One way to address this is by asking yourself: What does the character care about in *this* scene? 

Most stories begin by establishing the main character’s status quo or their life before the inciting incident. However, the inciting incident can’t be what gives your character a desire. It might change their desire or give them a new one all together, but your character still has to have something they care about and want even if the inciting incident never happens. And this is what’s important to them right now in the first chapter. 

It might help to think of your first chapter almost as a self-contained story which has a goal, a motivation, a conflict, and a resolution. If you’ve given the character something that matters to them, putting that in peril automatically gives your character a reason to take some action. Going back to that fight scene example, let’s say your character cares most about getting into an elite magical academy because that’s where their parents studied and they want to live up to their family legacy. The loser of this fight is automatically denied entrance. 

Now we have some context for why this fight matters and we’re invested in the outcome, which is both the motivation for the character as well as what’s at stake if they fail. The goal in this scene then is for the character to win. The conflict is the opponent as well as any self-doubt or flaws the character has. And the resolution is the outcome of the match. At the end of the chapter, you’ve established a lot about your character and the world they inhabit, as well as given us a reason to root for them and be invested in whatever they’re doing as we move onto their overarching goal/desire/problem of the book. 


Does my main character have a strong opinion?

So you’ve cut the unnecessary details and given your character a strong motivation, but now how do you tie it all together to make that first chapter truly sing? This is where you want to rely on your character’s voice and personality–how their unique way of seeing and interacting with the world shapes everything around them. 

If you’re not sure you’ve found the right voice or personality yet, stop and ask yourself: What is my character’s opinion on [insert element]? 

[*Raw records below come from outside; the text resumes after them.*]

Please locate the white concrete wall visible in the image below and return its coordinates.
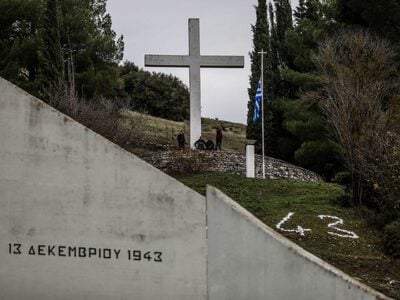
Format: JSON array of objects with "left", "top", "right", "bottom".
[
  {"left": 0, "top": 79, "right": 207, "bottom": 300},
  {"left": 207, "top": 187, "right": 387, "bottom": 300}
]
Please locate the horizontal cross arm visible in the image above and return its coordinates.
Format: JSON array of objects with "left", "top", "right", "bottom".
[
  {"left": 144, "top": 54, "right": 190, "bottom": 67},
  {"left": 200, "top": 55, "right": 244, "bottom": 68}
]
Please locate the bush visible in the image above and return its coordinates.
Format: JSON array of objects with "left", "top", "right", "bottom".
[{"left": 383, "top": 220, "right": 400, "bottom": 258}]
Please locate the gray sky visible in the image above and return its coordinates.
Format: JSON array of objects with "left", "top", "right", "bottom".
[{"left": 107, "top": 0, "right": 297, "bottom": 124}]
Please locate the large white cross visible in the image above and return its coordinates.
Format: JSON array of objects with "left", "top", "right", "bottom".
[{"left": 144, "top": 19, "right": 244, "bottom": 148}]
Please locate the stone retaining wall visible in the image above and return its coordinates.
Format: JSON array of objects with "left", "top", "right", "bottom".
[{"left": 145, "top": 150, "right": 322, "bottom": 181}]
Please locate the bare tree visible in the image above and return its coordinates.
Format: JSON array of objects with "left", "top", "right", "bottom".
[{"left": 305, "top": 30, "right": 400, "bottom": 204}]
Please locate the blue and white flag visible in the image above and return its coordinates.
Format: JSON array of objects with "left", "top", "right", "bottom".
[{"left": 253, "top": 80, "right": 262, "bottom": 123}]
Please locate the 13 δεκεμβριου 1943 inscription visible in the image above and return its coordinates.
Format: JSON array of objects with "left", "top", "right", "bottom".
[{"left": 8, "top": 243, "right": 163, "bottom": 262}]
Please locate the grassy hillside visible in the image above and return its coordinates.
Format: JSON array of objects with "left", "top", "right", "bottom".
[
  {"left": 177, "top": 173, "right": 400, "bottom": 299},
  {"left": 119, "top": 111, "right": 246, "bottom": 156}
]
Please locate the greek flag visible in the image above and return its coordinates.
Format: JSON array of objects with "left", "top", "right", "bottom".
[{"left": 253, "top": 80, "right": 262, "bottom": 123}]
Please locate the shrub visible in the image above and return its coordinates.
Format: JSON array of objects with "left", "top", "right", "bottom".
[{"left": 383, "top": 220, "right": 400, "bottom": 258}]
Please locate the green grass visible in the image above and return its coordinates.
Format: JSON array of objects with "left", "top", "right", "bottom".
[{"left": 177, "top": 173, "right": 400, "bottom": 299}]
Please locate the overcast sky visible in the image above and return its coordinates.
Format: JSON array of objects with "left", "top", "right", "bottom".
[{"left": 107, "top": 0, "right": 297, "bottom": 124}]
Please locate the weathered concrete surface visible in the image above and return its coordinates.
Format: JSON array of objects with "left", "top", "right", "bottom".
[
  {"left": 144, "top": 19, "right": 244, "bottom": 149},
  {"left": 207, "top": 187, "right": 388, "bottom": 300},
  {"left": 0, "top": 79, "right": 207, "bottom": 300}
]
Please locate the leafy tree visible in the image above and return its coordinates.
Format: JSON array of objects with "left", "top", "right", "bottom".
[
  {"left": 0, "top": 0, "right": 123, "bottom": 98},
  {"left": 40, "top": 0, "right": 65, "bottom": 85}
]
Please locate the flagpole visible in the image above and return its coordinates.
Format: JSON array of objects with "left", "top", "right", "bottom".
[{"left": 258, "top": 49, "right": 266, "bottom": 179}]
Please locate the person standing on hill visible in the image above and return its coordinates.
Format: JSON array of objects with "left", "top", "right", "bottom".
[
  {"left": 176, "top": 130, "right": 185, "bottom": 150},
  {"left": 215, "top": 128, "right": 222, "bottom": 150}
]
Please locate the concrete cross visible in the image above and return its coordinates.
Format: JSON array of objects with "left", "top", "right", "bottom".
[{"left": 145, "top": 19, "right": 244, "bottom": 148}]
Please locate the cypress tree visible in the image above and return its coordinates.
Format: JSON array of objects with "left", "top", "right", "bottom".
[
  {"left": 41, "top": 0, "right": 64, "bottom": 86},
  {"left": 274, "top": 0, "right": 293, "bottom": 66}
]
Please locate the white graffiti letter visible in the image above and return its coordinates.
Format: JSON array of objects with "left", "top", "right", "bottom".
[
  {"left": 276, "top": 212, "right": 311, "bottom": 236},
  {"left": 318, "top": 215, "right": 358, "bottom": 239}
]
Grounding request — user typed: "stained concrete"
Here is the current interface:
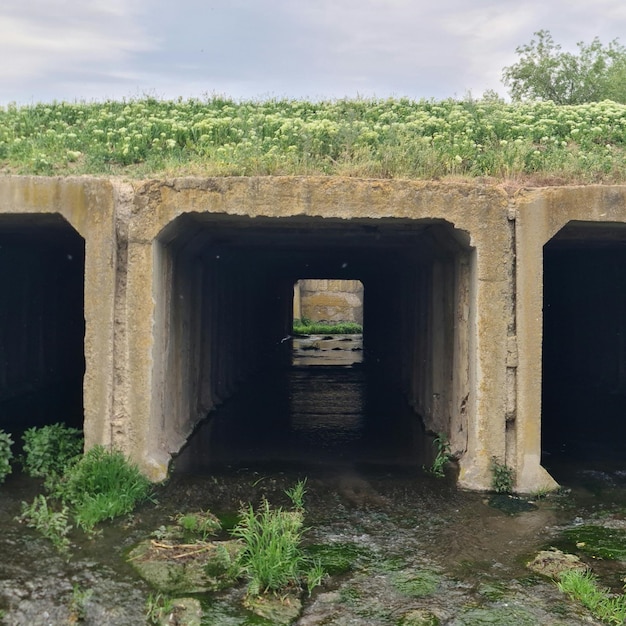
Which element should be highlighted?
[0,177,626,491]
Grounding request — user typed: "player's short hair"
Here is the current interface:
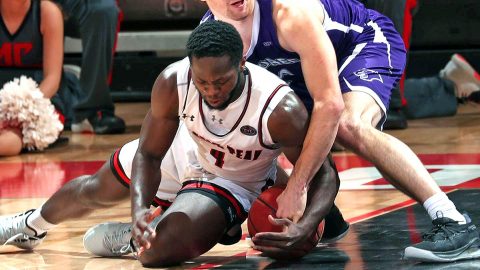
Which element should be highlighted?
[187,21,243,66]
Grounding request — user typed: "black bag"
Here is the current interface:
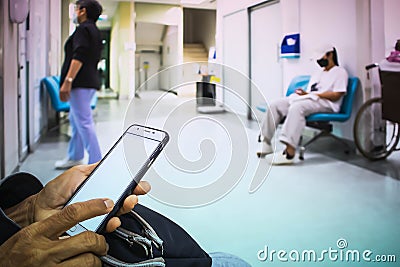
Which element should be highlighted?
[102,204,211,267]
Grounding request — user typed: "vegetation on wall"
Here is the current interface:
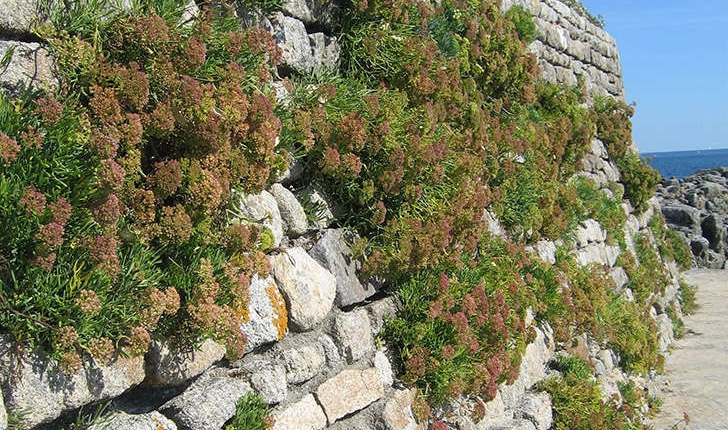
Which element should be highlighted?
[0,0,684,428]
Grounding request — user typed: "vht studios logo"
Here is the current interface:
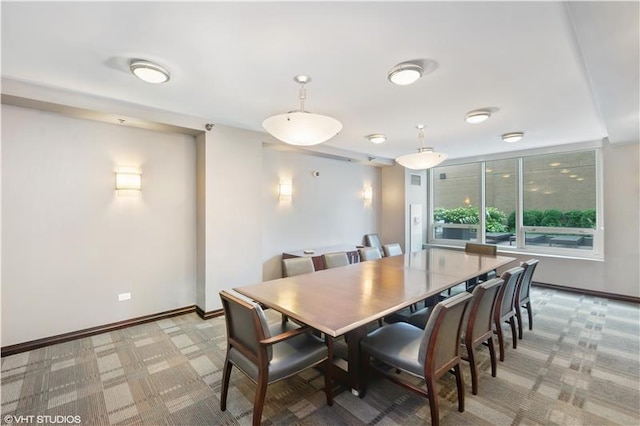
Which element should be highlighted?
[2,414,82,425]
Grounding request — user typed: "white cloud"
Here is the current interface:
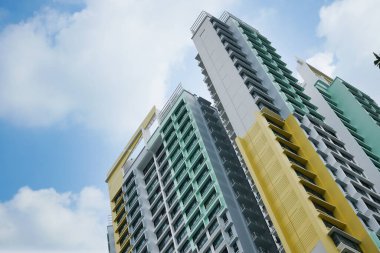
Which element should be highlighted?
[310,0,380,102]
[0,187,109,253]
[0,0,235,140]
[306,52,336,76]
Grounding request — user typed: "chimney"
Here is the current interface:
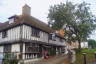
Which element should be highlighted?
[22,4,31,16]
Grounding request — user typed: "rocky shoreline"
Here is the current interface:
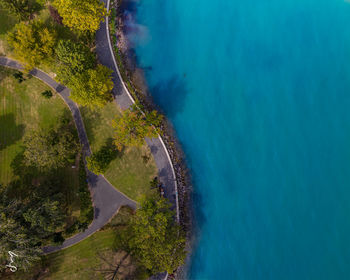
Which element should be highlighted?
[111,0,193,240]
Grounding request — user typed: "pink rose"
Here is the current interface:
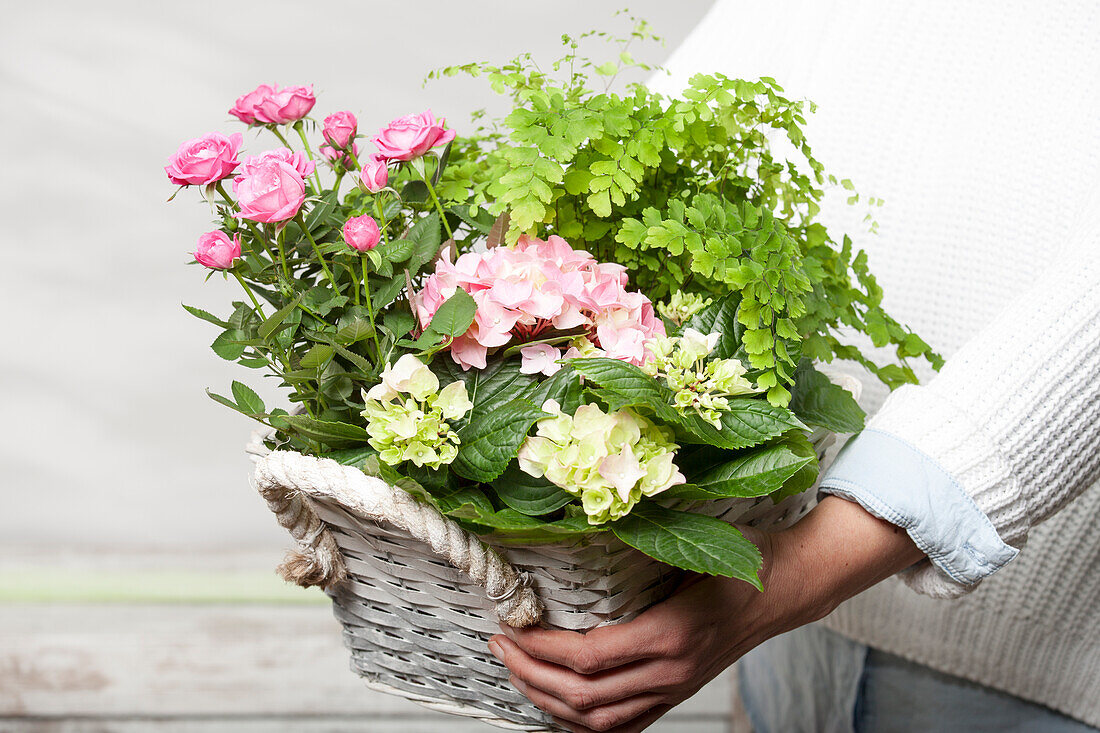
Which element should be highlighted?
[359,153,389,194]
[320,143,359,168]
[374,110,454,161]
[229,84,275,124]
[195,231,241,270]
[233,158,306,223]
[164,132,241,186]
[344,216,382,252]
[321,112,359,149]
[241,147,317,178]
[252,85,317,124]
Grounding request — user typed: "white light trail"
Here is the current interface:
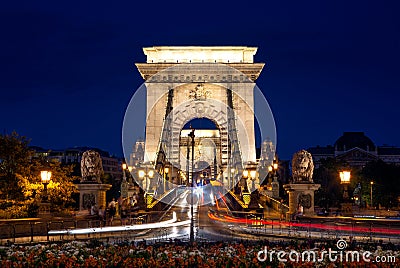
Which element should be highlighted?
[48,211,179,235]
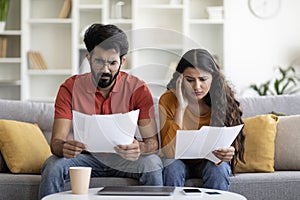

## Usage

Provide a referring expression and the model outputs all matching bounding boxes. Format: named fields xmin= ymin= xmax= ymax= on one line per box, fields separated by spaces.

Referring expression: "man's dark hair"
xmin=83 ymin=24 xmax=129 ymax=57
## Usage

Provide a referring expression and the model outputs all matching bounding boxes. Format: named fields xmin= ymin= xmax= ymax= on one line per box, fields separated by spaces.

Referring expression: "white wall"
xmin=224 ymin=0 xmax=300 ymax=96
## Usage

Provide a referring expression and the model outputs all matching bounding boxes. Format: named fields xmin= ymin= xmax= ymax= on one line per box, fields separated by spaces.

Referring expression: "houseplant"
xmin=0 ymin=0 xmax=9 ymax=31
xmin=250 ymin=66 xmax=300 ymax=96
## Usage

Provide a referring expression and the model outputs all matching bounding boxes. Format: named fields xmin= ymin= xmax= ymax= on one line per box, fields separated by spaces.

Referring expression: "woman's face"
xmin=182 ymin=67 xmax=212 ymax=100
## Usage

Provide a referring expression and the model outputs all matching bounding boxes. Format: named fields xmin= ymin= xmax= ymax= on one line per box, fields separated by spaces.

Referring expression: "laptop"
xmin=98 ymin=186 xmax=175 ymax=196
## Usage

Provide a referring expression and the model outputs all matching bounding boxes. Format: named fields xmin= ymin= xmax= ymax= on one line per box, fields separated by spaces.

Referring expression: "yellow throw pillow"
xmin=235 ymin=114 xmax=278 ymax=173
xmin=0 ymin=120 xmax=51 ymax=173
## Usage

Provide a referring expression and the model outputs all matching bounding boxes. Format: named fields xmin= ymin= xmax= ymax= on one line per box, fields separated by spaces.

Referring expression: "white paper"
xmin=175 ymin=124 xmax=244 ymax=163
xmin=73 ymin=110 xmax=139 ymax=153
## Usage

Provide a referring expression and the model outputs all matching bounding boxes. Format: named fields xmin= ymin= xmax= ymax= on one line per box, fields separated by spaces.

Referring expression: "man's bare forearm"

Every character is going to have a different viewpoint on the same thing based on so many facets of their life, upbringing, characteristics, desires etc. In the first act of my debut, THE IVORY KEY, two characters look at a brightly lit fort and think totally different things. A rebel sees it as an ever present reminder of how the queens have failed their country while the other–who is the queen–sees it as a beacon lighting her way home. Both of those opinions are valid because of what they each care about not only within that scene, but in the book as a whole. 

If a character loves something, the way they describe it (the word choice, the tone, the metaphors they use) will be a lot different than if they hate it. And not only that, their opinion is also going to dictate what they do. If a judgmental character learns of a friend’s choice to get back together with an ex, they might roll their eyes and make snide comments because their opinion is that their friend deserves better. However, they can also take it a step farther and internalize that as: “I need to help my friend escape a bad situation” and maybe their goal now is that they’re going to break their friend and love interest apart. 

Opinions are magical (or at least that’s my opinion anyway!) They are truly one of the easiest ways to make sure that readers understand and feel fully immersed in the main character’s point of view. What a character has an opinion on as well as what that opinion is will tell us a lot about who they are and what they care about. And even better, opinions are great at pulling double duty–you can simultaneously establish a character’s voice while filling in other crucial elements like world building, character dynamics, and plot. 


I hope these three questions can help you zero in on what is missing from your first chapters and help you craft a compelling beginning. Let me know in the comments if you have any other tips that help you with opening scenes or even some of your favorite first chapters!